With last week's announcement
that Edit and Continue would be supported for C# in VS 2005, there was
an initial cry of 'hallelujah' from many developer blogs. I've opted
not to link to any for fear of having someone feel singled out, but in
my aggregator this past weekend, I must have browsed past a couple
dozen posts about how great this announcement was.
Now that a few days have passed, reality sets in and a few different voices have stepped up to suggest
that E&C isn't a silver bullet for developers. It's interesting to
watch the reactions play out in the blog posts, which usually
go like this:
.NET VoR (Voice of Reason): Edit and
Continue makes it to easy to screw things up and get sloppy with your
development. You should be taking a reasoned approach to your
debugging, use unit tests to confirm your approach, and not fix bugs
based on a specific condition that exists at that particular runtime.
.NET E&CE (Edit & Continue Evangelist):
Just because it's possible to screw up with E&C doesn't mean it
should be pulled out! Would you also suggest that [insert analogy
of tool mis-use here]?!
I guess what I find interesting about it
is that the E&C evangelist types seem to think it's an all or
nothing proposition. Unless I've missed it, none of the people arguing
against E&C are suggesting that it should completely be removed
from the product. Rather, they're suggesting that it should be used
with great care because of the ability to fix bugs with small, one-off
fixes in code instead of shutting down the debugger and fully thinking
through the problem.
I recall Juval Lowy talking about this on .NET Rocks
at some point last year (probably around the PDC when it was announced
for VB.NET). His comment was along the lines of E&C being somewhat
incompatible with the "C# personality". That personality, which often
comes to C# via C++ or Java and tends to be component-focused, is
different than the VB.NET personality, which comes from a more RAD
place and tends to be more app-focused. As he put it, when the C#
personality is faced with a bug, (paraphrasing) "they lean back in
their chair, stare at the ceiling, go get some coffee, ponder a
solution, and THEN they lean forward to hit F10 and move to the next
line." :) For those people, E&C isn't as attractive as
other features that focus more on code quality, profiling, performance,
and so on.
Sure, it's great that you can fix things like a typo
in a string literal or some other no-brainer quick fix. But bugs that
involve an application's logic or workflow aren't the type of thing
that should be fixed while sitting on a breakpoint at runtime.
It's
also worth noting that the inclusion of E&C is a good example of
Microsoft's newfound community awareness and desire to work closely
with its developer customers. No question -- it shows responsiveness.
I guess the two thoughts that come to mind for me in all of this are:
- E&C
can be handy in some scenarios -- but it's not a panacea, it can be
easily misused, and I think few would argue that its use is a "best
practice" for professional developers.

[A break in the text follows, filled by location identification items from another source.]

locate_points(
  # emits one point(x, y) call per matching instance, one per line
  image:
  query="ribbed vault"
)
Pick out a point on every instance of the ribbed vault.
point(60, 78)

My hope is that the .NET
developer community comes up with some collective guidelines or general
agreement on where/how it makes sense to use or avoid E&C.
- I
also hope that many of the other things that are being worked on for
the 2005 release aren't scaled back because of the work on E&C.
Even Microsoft has limited resources and time when it comes to
development. Sam Gentile's post
about refactorings being missing is a good point -- let's hope that the
inclusion of E&C doesn't come at the expense of refactorings or
other features that do promote best practices.